中医学を理解するには中医基礎理論を学ばなければなりません。

そもそも中医基礎理論とはどういう学問なの?

なぜ学ばなければならないの?

今回の記事は、そんな疑問に答えます。

中医基礎理論は最先端の知識が詰まった学問

中医基礎理論は中医学の土台

中医基礎理論とは「中医学の基本概念・基本知識・基本原理・基本規則の理論体系」です。

定義は小難しいですね、笑

よく読むと、「基本」という言葉が定義の中で何度も出てきます。

中医学には「臨床学」、「中薬学」、「養生学」、「疾病学」など多くの学問がありますが、中医基礎理論はそれら全ての「基本=基礎」となる学問です。

基礎がしっかりしていなければ、応用は効きません。

中医基礎理論は、中医学を用いて患者を治療する人にとって必須の科目なのです。

「基礎を制する者が、中医を制す!」と言っても過言ではないでしょう。

そんな中医基礎理論では以下の内容を学びます。

  1. 中医学の哲学基礎

  2. 中医学における人体の考え方

  3. 中医学の疾病観

  4. 養生論と治療論(防治学)


1.中医学の哲学基礎

古代哲学を理解すること=中医学を理解すること

中医学の根底には古代中国哲学(学説)があります。

健康や病気より先に、まずは世界がどの様にできて、どの様に機能していると考えられていたのかを学びます。

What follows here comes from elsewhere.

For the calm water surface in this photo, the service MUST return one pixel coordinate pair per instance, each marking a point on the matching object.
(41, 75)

世界を知るためにできた古代哲学の中で、中医学に大きな影響を及ぼした学説が3つあります。

  • 精気学説(気一元論):万物は全て気である。気の運動変化により世界は機能している。

  • 陰陽学説:万物は陰陽に属し、陰陽の運動と変化により世界は機能している。

  • 五行学説:万物は「木・火・土・金・水」の5つの要素に分類でき、これらの相互関係により世界は機能している。

これらの学説は中医学の根幹を形成しています。

樹木でいうならば、まさしく「根」にあたるのが古代哲学(学説)です。

中医基礎理論では、まず初めに中医学の根幹を形成する3つの古代哲学(学説)を学びます。


中医学は科学

古代哲学を通して古人たちは自然界を形式化=理論化していきました。

それは自然界を「理解する」ためです。

そのために、天文学や気象学、植物学や地質学など、その時代の最先端知識をどんどん吸収して形式化していきます。

最近だとAIもしっかり吸収しています(自然界には社会環境も含まれる)。

自然界を形式化し、世界の成り立ちを知った古人たちは、次第に対象を人や病気に向け始めます。

そして、古代哲学と当時の医学が融合して形成されたのが中医学です。

中医学は自然界を形式化し、いかに医学に応用していくかを常に追求する学問です。

なので、中医学は形成されていても完成はしていません。

今なお進化し続けています。

中医学は、その形成に古代哲学が大きく関わっていることから「哲学的」な印象が強いですが、「時代の最先端知識をどんどん吸収してきたので、れっきとした科学である」ということをしっかりと覚えておいてください。

どんどん吸収!今なお進化!

2.中医学における人体の考え方

その時代の最先端知識を吸収し発展した世界観(哲学)が、当時の解剖学的知識と融合していきました。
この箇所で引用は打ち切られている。